Ed Sheeran now films “every single writing session” to prevent future copyright cases

"We’ve had claims come through on songs and we go, ‘Well here’s the footage and you watch, and you’ll see that there’s nothing there’"

Ed Sheeran has said that he now films “every single writing session” to prevent future copyright cases into his songs.

Sheeran recently won a copyright case at the High Court over claims that he plagiarised hit song ‘Shape Of You’ from two other writers.

Sheeran along with two of his co-writers – Snow Patrol’s Johnny McDaid and producer Steve McCutcheon – were accused of plagiarising part of a track called ‘Oh Why’ by Sami Chokri, who performs under the alias Sami Switch.


Sheeran and his co-authors, denied all allegations of copying, claiming that they don’t remember hearing ‘Oh Why’ before the claims were lodged. After an 11-day trial, Justice Zacaroli ruled on April 6 that Sheeran “neither deliberately nor subconsciously” copied a phrase from ‘Oh Why’ when writing ‘Shape Of You.’

Previously, Sheeran settled a $20million (£15million) copyright case over his single ‘Photograph’ in 2017. 

Now, Sheeran and McDaid have now spoken to BBC2’s Newsnight about the cases with Sheeran saying that since the ‘Photograph’ settlement, he now records all songwriting sessions.

He told the programme that “I just film everything” to prevent a similar case ever being brought in the future.

He explained: “We’ve had claims come through on songs and we go, ‘Well here’s the footage and you watch, and you’ll see that there’s nothing there’.”


Speaking about how his songwriting had changed as a result, he said: “I personally think the best feeling in the world is the euphoria around the first idea of writing a great song. That feeling has now turned into, ‘Oh wait, let’s stand back for a minute’.”

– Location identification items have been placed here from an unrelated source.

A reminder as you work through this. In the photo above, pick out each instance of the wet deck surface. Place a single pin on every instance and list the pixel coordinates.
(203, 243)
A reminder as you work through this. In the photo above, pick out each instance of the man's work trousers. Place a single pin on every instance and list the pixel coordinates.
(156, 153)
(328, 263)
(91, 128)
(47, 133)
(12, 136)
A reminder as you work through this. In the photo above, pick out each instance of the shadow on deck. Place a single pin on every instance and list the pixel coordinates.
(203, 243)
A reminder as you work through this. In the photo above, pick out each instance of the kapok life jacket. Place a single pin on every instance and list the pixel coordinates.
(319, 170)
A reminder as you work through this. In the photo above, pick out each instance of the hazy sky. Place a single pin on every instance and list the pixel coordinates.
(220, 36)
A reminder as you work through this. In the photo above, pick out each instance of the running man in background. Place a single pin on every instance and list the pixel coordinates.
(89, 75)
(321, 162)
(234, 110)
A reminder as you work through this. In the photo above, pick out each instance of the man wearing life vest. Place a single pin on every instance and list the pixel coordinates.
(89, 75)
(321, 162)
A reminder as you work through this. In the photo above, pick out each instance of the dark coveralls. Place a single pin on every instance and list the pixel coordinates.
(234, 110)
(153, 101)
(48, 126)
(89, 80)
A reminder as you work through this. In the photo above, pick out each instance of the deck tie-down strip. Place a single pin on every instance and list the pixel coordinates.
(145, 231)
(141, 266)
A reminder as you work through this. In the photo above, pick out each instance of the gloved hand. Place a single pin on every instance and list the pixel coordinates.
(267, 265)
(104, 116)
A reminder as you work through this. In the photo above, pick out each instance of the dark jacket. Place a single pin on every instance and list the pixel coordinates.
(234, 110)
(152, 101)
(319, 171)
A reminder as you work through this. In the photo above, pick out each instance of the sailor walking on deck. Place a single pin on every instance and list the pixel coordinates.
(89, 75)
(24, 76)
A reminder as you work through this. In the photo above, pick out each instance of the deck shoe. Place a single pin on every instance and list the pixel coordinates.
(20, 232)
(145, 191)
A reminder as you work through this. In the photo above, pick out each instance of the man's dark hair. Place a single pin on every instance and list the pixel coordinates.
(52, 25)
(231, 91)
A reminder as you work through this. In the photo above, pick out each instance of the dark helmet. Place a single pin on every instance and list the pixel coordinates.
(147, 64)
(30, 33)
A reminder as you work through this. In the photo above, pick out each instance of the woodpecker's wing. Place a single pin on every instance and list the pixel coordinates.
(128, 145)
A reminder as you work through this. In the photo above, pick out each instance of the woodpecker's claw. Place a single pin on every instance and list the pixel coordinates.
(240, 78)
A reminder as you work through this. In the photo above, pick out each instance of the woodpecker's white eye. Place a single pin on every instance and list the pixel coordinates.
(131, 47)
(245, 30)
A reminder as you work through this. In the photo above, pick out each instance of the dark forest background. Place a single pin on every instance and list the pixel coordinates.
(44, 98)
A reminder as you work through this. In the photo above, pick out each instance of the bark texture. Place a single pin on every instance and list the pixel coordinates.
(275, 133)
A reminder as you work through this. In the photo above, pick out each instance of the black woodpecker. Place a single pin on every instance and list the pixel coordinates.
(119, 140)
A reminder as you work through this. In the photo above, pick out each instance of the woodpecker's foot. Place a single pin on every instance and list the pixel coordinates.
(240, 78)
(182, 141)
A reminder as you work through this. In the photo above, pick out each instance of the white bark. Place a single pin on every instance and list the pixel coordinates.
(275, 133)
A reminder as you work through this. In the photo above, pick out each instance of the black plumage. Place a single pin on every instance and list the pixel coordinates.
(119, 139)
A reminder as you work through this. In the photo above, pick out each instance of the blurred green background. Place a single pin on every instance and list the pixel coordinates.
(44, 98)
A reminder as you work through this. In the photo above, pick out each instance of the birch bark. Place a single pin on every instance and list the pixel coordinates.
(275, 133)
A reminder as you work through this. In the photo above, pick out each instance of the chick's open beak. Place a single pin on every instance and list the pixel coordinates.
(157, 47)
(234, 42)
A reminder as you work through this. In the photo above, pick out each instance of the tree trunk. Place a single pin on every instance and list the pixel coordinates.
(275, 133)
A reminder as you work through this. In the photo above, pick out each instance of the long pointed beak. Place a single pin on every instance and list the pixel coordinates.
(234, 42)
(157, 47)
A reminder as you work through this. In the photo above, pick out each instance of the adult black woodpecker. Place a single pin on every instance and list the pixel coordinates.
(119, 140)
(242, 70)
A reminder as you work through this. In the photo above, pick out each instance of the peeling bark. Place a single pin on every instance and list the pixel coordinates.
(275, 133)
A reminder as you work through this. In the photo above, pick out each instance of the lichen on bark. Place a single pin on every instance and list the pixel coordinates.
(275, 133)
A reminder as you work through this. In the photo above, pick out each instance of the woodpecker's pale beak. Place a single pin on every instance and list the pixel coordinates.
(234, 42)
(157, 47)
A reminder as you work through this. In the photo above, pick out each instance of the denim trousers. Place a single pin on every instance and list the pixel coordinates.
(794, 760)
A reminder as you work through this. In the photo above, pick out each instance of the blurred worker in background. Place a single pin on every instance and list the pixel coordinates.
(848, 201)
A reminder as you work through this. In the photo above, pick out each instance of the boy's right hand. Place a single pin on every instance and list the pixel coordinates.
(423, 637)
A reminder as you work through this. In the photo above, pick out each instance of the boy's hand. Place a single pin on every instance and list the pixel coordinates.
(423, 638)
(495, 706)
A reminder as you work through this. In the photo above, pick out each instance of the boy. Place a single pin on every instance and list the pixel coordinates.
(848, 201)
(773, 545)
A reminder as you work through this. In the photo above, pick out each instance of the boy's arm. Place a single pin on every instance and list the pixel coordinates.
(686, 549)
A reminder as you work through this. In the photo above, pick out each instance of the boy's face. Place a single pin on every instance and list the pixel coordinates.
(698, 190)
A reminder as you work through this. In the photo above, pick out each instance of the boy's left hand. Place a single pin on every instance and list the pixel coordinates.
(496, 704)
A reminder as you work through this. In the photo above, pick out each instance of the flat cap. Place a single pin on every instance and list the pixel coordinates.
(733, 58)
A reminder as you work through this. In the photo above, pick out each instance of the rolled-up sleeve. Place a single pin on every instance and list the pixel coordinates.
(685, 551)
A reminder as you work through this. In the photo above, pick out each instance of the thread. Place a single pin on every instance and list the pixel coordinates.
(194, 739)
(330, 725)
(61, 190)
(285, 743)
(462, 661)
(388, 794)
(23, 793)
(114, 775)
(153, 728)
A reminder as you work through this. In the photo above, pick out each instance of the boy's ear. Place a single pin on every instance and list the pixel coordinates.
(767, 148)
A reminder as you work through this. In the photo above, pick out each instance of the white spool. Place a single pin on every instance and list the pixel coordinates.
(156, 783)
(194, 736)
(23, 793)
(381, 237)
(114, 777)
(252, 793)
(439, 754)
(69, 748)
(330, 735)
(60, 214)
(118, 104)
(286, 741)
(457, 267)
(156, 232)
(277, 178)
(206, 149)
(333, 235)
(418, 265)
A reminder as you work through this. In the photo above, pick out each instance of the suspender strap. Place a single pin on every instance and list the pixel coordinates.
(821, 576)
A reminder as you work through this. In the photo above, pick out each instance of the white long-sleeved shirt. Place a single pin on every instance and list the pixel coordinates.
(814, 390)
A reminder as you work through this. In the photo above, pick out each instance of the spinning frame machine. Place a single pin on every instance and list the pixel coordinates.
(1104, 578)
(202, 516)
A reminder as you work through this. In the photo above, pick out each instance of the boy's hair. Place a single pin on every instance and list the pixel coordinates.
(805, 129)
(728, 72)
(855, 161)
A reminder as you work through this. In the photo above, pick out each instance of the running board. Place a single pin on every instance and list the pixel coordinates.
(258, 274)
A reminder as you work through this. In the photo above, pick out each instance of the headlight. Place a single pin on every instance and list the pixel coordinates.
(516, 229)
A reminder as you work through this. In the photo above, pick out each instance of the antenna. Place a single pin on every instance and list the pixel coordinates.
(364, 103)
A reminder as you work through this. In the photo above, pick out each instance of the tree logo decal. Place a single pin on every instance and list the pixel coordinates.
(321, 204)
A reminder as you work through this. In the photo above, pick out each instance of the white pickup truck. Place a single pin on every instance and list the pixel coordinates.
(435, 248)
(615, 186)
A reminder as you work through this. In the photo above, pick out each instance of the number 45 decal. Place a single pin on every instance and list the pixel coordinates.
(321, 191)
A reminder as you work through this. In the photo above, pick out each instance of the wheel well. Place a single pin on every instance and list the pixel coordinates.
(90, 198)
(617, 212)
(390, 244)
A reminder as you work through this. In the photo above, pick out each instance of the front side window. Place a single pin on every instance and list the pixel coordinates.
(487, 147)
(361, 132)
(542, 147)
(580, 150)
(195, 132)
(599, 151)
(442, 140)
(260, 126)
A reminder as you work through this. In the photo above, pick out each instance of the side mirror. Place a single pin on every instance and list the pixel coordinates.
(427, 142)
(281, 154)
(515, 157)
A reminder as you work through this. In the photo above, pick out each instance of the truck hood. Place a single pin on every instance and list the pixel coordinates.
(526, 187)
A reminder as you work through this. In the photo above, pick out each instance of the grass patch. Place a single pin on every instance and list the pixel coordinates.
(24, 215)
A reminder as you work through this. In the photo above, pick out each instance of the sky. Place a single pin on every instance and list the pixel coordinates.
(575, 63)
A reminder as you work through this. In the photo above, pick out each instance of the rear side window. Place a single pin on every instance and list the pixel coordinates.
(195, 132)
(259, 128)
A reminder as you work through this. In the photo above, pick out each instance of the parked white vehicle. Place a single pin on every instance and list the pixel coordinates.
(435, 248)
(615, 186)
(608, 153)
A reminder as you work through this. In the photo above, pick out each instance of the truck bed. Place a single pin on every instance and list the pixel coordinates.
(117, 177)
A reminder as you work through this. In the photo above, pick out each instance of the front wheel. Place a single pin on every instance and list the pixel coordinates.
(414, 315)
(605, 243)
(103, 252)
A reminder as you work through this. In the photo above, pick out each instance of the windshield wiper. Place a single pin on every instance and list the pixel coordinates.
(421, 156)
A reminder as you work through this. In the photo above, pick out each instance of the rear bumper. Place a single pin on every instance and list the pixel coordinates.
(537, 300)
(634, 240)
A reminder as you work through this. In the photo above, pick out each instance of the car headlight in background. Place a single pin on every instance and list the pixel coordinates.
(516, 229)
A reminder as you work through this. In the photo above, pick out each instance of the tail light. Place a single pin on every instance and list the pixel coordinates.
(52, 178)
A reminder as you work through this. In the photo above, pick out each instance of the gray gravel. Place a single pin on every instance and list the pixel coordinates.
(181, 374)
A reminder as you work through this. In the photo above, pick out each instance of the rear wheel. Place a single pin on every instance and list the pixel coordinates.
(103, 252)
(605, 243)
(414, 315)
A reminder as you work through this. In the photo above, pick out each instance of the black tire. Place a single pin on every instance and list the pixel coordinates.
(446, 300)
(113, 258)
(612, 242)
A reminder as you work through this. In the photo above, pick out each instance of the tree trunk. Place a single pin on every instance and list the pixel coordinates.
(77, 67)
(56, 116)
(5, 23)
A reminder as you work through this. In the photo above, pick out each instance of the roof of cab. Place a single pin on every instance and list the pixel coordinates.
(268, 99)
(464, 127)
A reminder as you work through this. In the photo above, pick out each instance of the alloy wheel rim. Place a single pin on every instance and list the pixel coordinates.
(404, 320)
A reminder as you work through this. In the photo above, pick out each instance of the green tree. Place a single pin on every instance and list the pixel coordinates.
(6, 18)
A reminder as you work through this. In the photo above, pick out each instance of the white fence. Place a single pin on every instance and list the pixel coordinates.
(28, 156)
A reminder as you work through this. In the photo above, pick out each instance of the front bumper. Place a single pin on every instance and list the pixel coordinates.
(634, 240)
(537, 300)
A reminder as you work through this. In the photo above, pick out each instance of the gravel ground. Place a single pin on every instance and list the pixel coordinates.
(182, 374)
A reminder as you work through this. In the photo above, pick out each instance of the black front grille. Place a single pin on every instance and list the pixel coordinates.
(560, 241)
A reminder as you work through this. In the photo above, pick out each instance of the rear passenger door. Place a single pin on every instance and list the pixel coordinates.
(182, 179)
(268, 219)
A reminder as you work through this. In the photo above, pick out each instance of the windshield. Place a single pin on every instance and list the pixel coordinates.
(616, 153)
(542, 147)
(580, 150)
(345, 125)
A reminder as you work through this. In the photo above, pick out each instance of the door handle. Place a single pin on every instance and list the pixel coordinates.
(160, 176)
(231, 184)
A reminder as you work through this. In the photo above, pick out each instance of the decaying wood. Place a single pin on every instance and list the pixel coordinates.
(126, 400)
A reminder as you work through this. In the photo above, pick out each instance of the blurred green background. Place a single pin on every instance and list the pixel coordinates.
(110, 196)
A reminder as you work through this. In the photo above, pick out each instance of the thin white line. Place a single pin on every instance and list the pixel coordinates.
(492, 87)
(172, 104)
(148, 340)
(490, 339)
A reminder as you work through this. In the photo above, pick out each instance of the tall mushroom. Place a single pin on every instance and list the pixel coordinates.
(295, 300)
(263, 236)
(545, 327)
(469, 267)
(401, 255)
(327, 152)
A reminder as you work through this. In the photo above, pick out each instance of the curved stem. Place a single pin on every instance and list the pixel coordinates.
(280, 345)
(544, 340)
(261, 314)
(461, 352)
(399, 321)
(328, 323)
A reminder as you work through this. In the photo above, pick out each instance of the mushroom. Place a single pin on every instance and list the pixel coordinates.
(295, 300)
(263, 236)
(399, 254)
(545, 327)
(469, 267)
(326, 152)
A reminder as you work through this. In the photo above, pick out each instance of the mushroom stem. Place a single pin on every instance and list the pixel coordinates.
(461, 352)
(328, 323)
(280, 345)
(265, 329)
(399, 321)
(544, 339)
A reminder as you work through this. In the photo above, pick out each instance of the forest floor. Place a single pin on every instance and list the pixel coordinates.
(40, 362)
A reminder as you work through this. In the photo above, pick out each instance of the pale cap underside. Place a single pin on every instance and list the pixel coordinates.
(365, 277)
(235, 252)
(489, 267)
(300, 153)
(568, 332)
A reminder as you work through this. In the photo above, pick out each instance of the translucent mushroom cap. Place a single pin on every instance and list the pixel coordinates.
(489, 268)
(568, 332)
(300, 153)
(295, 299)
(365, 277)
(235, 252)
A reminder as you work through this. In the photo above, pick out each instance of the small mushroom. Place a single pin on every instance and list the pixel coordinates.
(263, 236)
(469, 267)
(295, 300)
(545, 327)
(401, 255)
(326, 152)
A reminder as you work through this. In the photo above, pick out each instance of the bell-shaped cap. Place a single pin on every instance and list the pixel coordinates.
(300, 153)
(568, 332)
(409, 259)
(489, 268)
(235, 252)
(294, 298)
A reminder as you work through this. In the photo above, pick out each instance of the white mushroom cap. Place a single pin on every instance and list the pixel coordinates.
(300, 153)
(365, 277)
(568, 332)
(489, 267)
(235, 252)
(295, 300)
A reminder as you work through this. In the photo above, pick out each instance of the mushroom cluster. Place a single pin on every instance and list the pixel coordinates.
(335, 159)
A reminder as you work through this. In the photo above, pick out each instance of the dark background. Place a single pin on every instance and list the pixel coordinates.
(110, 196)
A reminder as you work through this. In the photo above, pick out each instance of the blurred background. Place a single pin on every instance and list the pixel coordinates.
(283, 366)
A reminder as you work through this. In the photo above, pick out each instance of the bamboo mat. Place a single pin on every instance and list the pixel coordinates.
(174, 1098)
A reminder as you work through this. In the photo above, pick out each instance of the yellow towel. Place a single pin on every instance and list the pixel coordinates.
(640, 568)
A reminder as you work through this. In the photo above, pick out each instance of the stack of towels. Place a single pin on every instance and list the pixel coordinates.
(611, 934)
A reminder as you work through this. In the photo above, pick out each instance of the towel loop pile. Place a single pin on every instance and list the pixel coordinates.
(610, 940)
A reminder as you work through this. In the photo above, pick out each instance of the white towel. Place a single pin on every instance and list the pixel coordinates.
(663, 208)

He continued: “You find yourself, in the moment, second-guessing yourself.”

Speaking about the most recent case, he said: “I’m happy it’s over. I’m happy we can move on and get back to writing songs. Lawsuits are not fun for anyone involved. And yeah, I think across all sides it was not a nice experience.”

He went on to say that he “had to stand up for what we thought was right” by defending his and his co-writers work, saying it was “not about money, this is about heart and honesty”.

Sheeran also told Newsnight that he regrets settling the $20million (£15million) copyright case over ‘Photograph’ in 2017, something he said resulted in “the floodgates [being] opened” for similar claims.

“I didn’t play ‘Photograph’ for ages after that,” Sheeran recalled. “I just stopped playing it. I felt weird about it, it kind of made me feel dirty. And we’ve now got to a point where we actually own all of the song again.”

In a statement issued after the case last week, Sheeran, McDaid and Mac said in a joint statement: “Here was a lot of talk throughout this case about cost. But there is more than just a financial cost. There is a cost on creativity. When we are tangled up in law suits, we are not making music or playing shows.

“There is a cost on our mental health. The stress this causes on all sides is immense. It affects so many aspects of our everyday lives and the lives of our families and friends. We are not corporations. We are not entities. We are human beings. We are songwriters. We do not want to diminish the hurt and pain anyone has suffered through this, and at the same time, we feel it is important to acknowledge that we too have had our own hurts and life struggles throughout the course of this process.

“There is an impact on both us and the wider circle of songwriters everywhere. Our hope in having gone through all of this, is that it shows that there is a need for a safe space for allsongwriters to be creative, and free to express their hearts. That is why we all got into this in the first place. Everyone should be able to freely express themselves in music, in art and do so fearlessly.”